I recently read a post on social media put up by a young woman about my age who I have come to love and care about deeply. She spoke about a period in her life when she struggled to form friends with other girls in school. From the onset, these girls made it clear that they didn't like her, and when asked why, they answered by saying that they didn't know why - they just didn't like her. It was only later on in life that they confessed through emails that it was because the boys in school found her pretty, and also apologised for their immature behaviour in the past.
Despite this young woman's decision to forgive them and try to forget, that experience has stayed with her and still affects her to this day - sometimes causing her to dress down in an effort not to attract so much attention as well as not to intimidate other women.
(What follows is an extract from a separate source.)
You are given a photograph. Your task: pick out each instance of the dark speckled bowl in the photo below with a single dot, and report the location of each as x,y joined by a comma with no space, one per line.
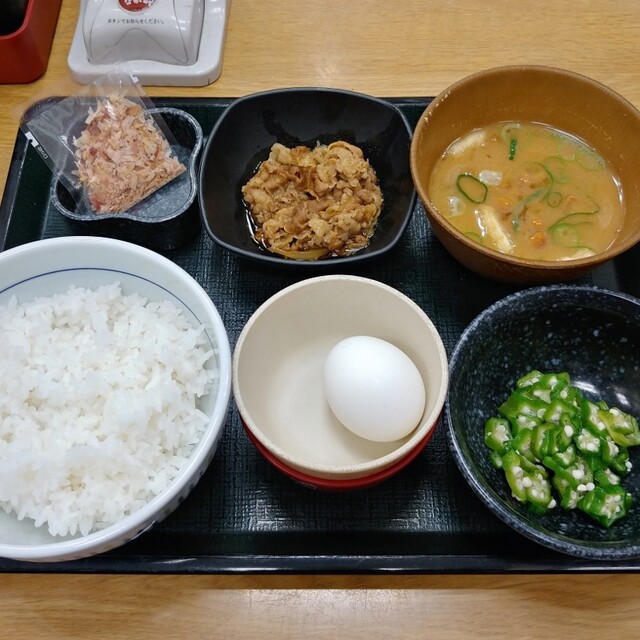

Reading this post broke my heart - not only because of what she went through, but also because it's something that I can relate to...
I was in a similar situation not too long ago. My experience is a bit different from hers, but I struggled just as much to form friendships with certain girls who I later found out were intimidated by my looks and the way I carried myself; and it stood in the way of our forming a friendship. When I found this out, it affected me so much that I stopped dressing up and wearing makeup as often as I usually would in an effort to blend in rather than to stand out.
I find it so sad that we can still be struggling with things like this in this day and age. 😔You would think that by now we'd have realized that we are stronger together as women; but we still occasionally let our differences and insecurities tear us apart. What's even worse is that we don't realize the negative impact these differences and insecurities are having on us - even worse is the negative impact they are having on those around us.
I myself have been guilty of creating a barrier between myself and other girls whose choices in life I didn't agree with, or fully understand - up until I grew up and realised that that just makes me part of the problem. For all I know, these girls probably feel the same way that I felt - in need of female friends who they can talk to and walk with; but excluded by these same females, which in turn pushes them to make the decision to walk alone.
Fashion designer Jenna Lyons says, "When something isn't as beautiful as it can be, the reason is always bigger than the thing." And this is also true in regards to women. There have been so many instances in my past that have made me realize that, if we women knew each other's individual battles, we'd be more sympathetic towards each other. As is evidenced by the story I spoke about above, whatever is preventing a woman from fully being her beautiful self is more of a problem than the fact that she isn't fully being her beautiful self. And as women, we should make it our business to help each other solve these problems, and in turn work towards reaching our full individual potential. Being our sisters' keepers should be the first thing we do - not alienating them. And if we can't do that, then we will be failing ourselves as well as each other.
To all the women who have been mentally and emotionally scarred by other women, I apologize on our behalf; and it is my prayer that we can do whatever is possible to heal the wounds that we've made on each other's hearts and lives.❤️
I find it easier and more effective to write down how I feel rather than to say it.